Power Consumption And Temperatures
We enabled power-saving features on both rigs and didn’t override automatic fan controls during testing. In effect, we traded higher core temperatures for quieter fan operation.
Both systems are driven by the same Antec VP-450 power supply, which offers respectable efficiency, despite the fact that it lacks an 80 PLUS certification.
Although idle consumption was only 50.2 W last quarter, and 50.1 W back in June of last year with a Core i3-2100 and Radeon HD 6850 under the hood, this marks the first time our budget gaming PC pulls less than 50 W from the wall. Outfitted with a higher-clocked Pentium processor, however, today's rig consumes 2 W more at 100% processor load than our previous efforts.
MSI's GeForce GTX 560 reaches a respectable 950 MHz core frequency after a voltage bump to 1.050 V, though that results in a substantial increase in peak power consumption under 3DMark 11.

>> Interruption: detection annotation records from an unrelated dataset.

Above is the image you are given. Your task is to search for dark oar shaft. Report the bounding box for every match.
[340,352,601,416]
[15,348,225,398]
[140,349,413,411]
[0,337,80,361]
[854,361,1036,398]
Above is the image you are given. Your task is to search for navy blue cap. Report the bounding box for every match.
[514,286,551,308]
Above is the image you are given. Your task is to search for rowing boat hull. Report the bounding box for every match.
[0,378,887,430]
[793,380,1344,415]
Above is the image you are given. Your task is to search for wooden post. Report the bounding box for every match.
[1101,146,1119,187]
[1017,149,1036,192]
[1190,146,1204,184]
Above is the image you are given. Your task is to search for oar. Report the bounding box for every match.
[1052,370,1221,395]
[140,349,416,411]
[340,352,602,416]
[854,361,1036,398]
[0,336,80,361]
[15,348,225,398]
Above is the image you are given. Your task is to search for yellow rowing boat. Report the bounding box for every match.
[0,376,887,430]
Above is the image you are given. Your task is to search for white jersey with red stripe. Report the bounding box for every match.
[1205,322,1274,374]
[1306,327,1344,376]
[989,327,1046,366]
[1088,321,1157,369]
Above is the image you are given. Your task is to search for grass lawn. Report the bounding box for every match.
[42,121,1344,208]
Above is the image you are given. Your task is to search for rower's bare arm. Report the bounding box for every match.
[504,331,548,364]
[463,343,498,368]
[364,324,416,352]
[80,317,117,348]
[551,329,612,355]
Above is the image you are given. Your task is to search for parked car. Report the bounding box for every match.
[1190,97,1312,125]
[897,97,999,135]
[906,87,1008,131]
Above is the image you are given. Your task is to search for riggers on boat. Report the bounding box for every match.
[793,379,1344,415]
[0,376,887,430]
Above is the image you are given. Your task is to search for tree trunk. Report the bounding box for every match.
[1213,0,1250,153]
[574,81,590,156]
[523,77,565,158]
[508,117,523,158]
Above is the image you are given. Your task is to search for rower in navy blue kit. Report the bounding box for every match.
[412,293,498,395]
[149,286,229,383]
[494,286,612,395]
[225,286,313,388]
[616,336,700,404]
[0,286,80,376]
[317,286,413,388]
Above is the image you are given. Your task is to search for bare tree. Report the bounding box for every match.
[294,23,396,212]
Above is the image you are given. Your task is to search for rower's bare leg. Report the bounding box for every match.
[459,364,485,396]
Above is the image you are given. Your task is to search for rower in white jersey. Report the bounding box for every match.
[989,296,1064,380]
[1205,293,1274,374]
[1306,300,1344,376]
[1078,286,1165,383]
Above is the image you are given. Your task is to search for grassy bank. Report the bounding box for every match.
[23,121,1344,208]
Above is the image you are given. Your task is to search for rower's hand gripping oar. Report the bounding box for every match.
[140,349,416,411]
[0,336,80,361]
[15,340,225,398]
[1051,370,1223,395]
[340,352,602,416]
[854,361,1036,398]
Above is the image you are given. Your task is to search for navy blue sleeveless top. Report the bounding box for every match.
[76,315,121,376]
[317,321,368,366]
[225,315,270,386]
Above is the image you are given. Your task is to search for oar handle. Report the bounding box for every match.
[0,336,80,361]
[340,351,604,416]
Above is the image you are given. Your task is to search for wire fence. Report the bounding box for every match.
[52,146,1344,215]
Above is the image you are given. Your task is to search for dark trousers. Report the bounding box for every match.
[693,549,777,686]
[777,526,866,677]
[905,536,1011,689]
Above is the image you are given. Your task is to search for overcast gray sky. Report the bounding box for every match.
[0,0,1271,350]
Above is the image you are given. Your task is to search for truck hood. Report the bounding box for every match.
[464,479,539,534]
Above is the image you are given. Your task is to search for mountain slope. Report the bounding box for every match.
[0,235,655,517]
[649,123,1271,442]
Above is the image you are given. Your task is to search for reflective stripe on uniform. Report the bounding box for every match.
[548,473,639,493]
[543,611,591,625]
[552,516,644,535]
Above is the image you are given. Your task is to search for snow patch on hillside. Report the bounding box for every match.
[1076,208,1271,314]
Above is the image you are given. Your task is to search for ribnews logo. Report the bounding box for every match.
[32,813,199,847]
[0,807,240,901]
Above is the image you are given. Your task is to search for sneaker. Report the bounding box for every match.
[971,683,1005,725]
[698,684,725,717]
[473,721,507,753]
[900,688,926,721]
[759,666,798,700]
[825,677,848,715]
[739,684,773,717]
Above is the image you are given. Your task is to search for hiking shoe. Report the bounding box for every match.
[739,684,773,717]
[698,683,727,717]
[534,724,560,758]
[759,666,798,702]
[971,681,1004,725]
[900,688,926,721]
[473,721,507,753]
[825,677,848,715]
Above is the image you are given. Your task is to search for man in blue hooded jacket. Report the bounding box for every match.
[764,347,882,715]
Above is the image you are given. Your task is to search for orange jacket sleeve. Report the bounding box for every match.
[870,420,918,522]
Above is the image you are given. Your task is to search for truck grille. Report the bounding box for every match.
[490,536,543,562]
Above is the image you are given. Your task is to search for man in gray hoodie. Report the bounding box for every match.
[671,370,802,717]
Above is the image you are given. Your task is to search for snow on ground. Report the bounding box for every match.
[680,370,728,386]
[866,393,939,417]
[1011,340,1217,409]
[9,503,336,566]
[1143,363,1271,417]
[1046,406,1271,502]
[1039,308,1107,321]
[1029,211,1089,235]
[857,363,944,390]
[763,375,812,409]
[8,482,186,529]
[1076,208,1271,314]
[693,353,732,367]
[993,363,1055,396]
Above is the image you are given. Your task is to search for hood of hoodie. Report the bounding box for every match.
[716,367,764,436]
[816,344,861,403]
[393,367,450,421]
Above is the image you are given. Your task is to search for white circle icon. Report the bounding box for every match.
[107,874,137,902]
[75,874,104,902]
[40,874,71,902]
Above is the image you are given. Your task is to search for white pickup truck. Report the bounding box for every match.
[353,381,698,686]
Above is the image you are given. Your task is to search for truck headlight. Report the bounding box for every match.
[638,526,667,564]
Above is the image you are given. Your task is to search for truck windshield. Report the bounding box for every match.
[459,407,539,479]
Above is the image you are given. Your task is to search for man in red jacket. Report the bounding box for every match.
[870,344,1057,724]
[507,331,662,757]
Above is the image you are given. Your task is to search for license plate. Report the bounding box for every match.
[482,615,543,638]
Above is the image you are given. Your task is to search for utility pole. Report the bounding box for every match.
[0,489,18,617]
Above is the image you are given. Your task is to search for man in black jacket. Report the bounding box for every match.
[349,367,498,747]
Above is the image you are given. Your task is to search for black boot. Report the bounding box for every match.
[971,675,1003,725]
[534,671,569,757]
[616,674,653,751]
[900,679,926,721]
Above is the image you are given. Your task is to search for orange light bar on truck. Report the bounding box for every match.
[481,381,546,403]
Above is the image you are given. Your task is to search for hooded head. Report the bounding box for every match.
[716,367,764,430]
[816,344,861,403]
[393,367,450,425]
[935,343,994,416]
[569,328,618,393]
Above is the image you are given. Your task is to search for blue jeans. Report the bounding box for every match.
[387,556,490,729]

While the performance of Intel’s bundled heat sink isn't impressive, it does offer quiet operation and adequate cooling for our multiplier-locked processor.
MSI’s dual-fan thermal solution effectively cools the overclocked and overvolted GeForce GTX 560, never ramping up past 53% duty cycle. We also have to keep in mind the greater interior volume of today’s enclosure. Bottom line: GPU temperatures were of little concern on either build, as both GeForce cards had cooling to spare.